My A1c was 4.9 prior to surgery and this was considered a red flag to my doctors. I had two endooscopics that did show something but nobody could say for sure that it was a tumor. During the 72 hour fast my sugar started dropping fast at about 12 hours or so. I would consider 62 low but mine would have gone a lot lower than that. I ended up having to have a calcium stim. test to verify the presence of a tumor. I was at Mayo also. It is a very involved test and not much fun afterwards as they make you lay still for four hours.

I went through all the various scans, and although they actually saw a tumour during my first EUS, this actually proved to be wrong. The tumour was in a completely different location than what they thought. In total I’ve had 2 EUS, 4 CTs, 3 MRIs, 1 Octreotide, 1 Calcium stimulation and 1 angiography. The angiography, which was done after many other scans, eventually showed the tumour – and once they knew where to look it was actually visible on all the old scans! I put my a descriptions of all the scans on my site (www.insulinomas.com).

However, I still believe that the diagnosis should be gained by blood work, specifically the 72h fasting test. Even if you have an insulinoma you might be able to go through many scans without the doctors actually finding anything. On the other hand, a 72h test can definitively establish the diagnosis of an insulinoma, and then the doctors can try all the various scans to find it as step two.

I can’t remember if you already had a 72h test?

I hope you are able to find some answers soon. Best of luck!

Nicolai

An A1C is a test usually done on diabetics, and it shows their average glucose level for the last 3 months.
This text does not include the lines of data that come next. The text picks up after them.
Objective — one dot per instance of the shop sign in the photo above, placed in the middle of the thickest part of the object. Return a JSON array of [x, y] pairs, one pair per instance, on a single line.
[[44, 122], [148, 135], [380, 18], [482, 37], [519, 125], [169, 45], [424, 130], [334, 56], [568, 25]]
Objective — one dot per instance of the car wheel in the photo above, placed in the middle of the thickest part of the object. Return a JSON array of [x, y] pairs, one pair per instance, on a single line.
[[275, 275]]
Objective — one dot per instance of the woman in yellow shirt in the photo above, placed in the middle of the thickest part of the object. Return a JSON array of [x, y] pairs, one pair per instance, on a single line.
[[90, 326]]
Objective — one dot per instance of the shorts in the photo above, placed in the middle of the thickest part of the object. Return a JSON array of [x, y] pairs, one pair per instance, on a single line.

It is measured on the hemoglobin somehow. According to my 4.5 level, my average glucose is 75(?)ish. So, for everytime that I eat and might rise 30-40 points, I have at some time also dipped 30-40 points from that 75. I really feel I dip while I sleep, along with after meals if I don’t eat often.

I honestly feel a calcium stim. test is what I need to definitively show it or not. I either have a single insulinoma, or my pancreas just has too many insulin-producing cells. Either way, it needs to be addressed.

Yes. The doctor said he didn’t see anything. I wanted to ask here if others here had their first EUS show nothing, but they did end up with an insulinoma.

I am making an appt. with another endo, just to get someone to take a fresh view of the situation. Insulinoma or not, something needs to be done about my low blood sugar swings.

As I asked earlier, did anyone here have an A1c done while they had their insulinoma? Just curious what it was.

I think my old doctor was just assuming it is pre-diabetes, but to me, that makes no sense. My fasting sugar this morning was 73. My A1c, done a few months ago, was down to 4.5. A few years ago it was at 4.9. None of these numbers even suggest diabetes. I wasted 2 years with that doctor, and am trying to find someone who will figure it out.